Your browser opens to a beautiful web-based timeline showing the complete execution flow.

How It Works: Technical Deep Dive

Let me walk you through the architecture and implementation details.

1. Decorator-Based Instrumentation

When you write:

@llm_call(run_name="my-agent")
def call_llm(prompt):
    return "response"

Here's what happens under the hood:

Registry Lookup: Agent Recorder checks if a Recorder instance exists for "my-agent"
Auto-Creation: If not, it creates one with a unique run ID (timestamp + UUID)
Function Wrapping: Your function gets wrapped with timing and logging logic
Execution: When called, it captures args, executes the function, captures the result
Event Writing: Writes a structured event to a JSONL file immediately

The actual implementation:

def llm_call(run_name: str, name: Optional[str] = None,
             capture_args: bool = True, capture_result: bool = True):
    # Get or create a Recorder instance for this run_name
    recorder = _get_or_create_recorder(run_name)

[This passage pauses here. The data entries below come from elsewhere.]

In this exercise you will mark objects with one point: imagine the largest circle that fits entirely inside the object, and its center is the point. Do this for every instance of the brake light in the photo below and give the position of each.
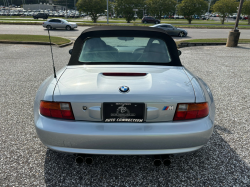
(124, 74)
(191, 111)
(61, 110)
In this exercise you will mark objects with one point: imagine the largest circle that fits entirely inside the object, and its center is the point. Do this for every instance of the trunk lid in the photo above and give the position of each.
(161, 87)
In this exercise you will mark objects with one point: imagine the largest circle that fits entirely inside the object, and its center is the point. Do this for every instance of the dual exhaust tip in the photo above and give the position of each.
(158, 160)
(80, 159)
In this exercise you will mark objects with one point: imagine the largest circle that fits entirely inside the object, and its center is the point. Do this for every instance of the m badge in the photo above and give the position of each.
(168, 108)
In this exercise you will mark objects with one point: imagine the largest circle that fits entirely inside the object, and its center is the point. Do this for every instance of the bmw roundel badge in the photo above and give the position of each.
(124, 89)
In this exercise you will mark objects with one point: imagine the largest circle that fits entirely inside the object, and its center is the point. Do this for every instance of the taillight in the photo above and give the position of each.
(191, 111)
(56, 110)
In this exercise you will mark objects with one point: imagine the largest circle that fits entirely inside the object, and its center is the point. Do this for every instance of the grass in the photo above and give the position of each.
(33, 38)
(132, 24)
(214, 40)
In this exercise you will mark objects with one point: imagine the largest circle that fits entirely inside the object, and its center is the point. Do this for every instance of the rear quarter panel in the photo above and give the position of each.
(202, 93)
(45, 91)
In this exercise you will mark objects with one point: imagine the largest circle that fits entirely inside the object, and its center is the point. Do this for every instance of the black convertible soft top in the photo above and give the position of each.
(125, 31)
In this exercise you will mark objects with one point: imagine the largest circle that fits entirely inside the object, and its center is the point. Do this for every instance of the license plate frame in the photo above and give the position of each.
(120, 112)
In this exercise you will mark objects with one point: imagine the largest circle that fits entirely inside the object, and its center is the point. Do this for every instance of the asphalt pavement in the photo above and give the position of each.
(73, 34)
(224, 161)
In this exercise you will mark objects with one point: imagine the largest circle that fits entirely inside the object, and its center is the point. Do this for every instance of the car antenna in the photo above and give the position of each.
(52, 55)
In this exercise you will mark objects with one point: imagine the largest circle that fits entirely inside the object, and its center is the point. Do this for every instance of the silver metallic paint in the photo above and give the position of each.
(85, 86)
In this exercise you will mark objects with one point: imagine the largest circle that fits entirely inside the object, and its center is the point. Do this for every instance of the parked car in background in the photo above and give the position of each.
(149, 19)
(59, 24)
(171, 30)
(41, 15)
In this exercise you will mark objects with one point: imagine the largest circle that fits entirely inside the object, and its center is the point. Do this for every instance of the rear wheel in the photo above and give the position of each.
(48, 27)
(68, 28)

    # Return the actual decorator that wraps your function
    return recorder.llm_call(name=name, capture_args=capture_args,
                            capture_result=capture_result)

2. Event Storage Format

All events are stored as JSONL (JSON Lines) - one JSON object per line. This format is:

Streamable: Can write events as they happen
Parseable: Easy to read line-by-line
Crash-resistant: If your program crashes, all events up to that point are saved
Tooling-friendly: Standard format used by many data tools

Example event:

{
  "run_id": "20260103_192705_c2207bde",
  "event_id": "4f85a880-2ab7-45bf-a0ba-9c776581a5de",
  "timestamp": "2026-01-03T19:27:06.097562",
  "type": "llm_call",
  "parent_id": null,
  "data": {
    "function_name": "call_llm",
    "args": {
      "prompt": "User asks: Find all orders for customer John Smith"
    },
    "duration_ms": 760,
    "error": null,
    "result": "I'll help you find customer information. Let me search the database."
  }
}

Storage location: ~/.agent-recorder/runs/<run_id>.jsonl

3. Event Types

Agent Recorder tracks 5 event types:

run_start - Marks the beginning of a run

   {
     "type": "run_start",
     "data": {
       "name": "customer-service-agent",
       "run_id": "20260103_192705_c2207bde",
       "timestamp": "2026-01-03T19:27:05.337192"
     }
   }

llm_call - LLM function execution

   {
     "type": "llm_call",
     "data": {
       "function_name": "call_llm",
       "args": {"prompt": "..."},
       "result": "...",
       "duration_ms": 1234
     }
   }

tool_call - Tool function execution

   {
     "type": "tool_call",
     "data": {
       "function_name": "search_database",
       "args": {"query": "..."},
       "result": [...],
       "duration_ms": 340
     }
   }

error - Exception that occurred

   {
     "type": "error",
     "data": {
       "error_type": "ValueError",
       "message": "Customer not found",
       "traceback": "..."
     }
   }

run_end - Marks completion (optional in v0.1.1)

4. Async Support

The same decorators work seamlessly with async functions:

@llm_call(run_name="async-agent")
async def call_llm_async(prompt):
    response = await openai_async.chat.completions.create(
        model="gpt-4",
        messages=[{"role": "user", "content": prompt}]
    )
    return response.choices[0].message.content

@tool_call(run_name="async-agent")
async def fetch_weather(city):
    async with httpx.AsyncClient() as client:
        response = await client.get(f"https://api.weather.com/{city}")
        return response.json()

# Use with asyncio
async def main():
    result = await call_llm_async("What's the weather in SF?")
    weather = await fetch_weather("San Francisco")

asyncio.run(main())

Agent Recorder detects if your function is a coroutine and handles it appropriately.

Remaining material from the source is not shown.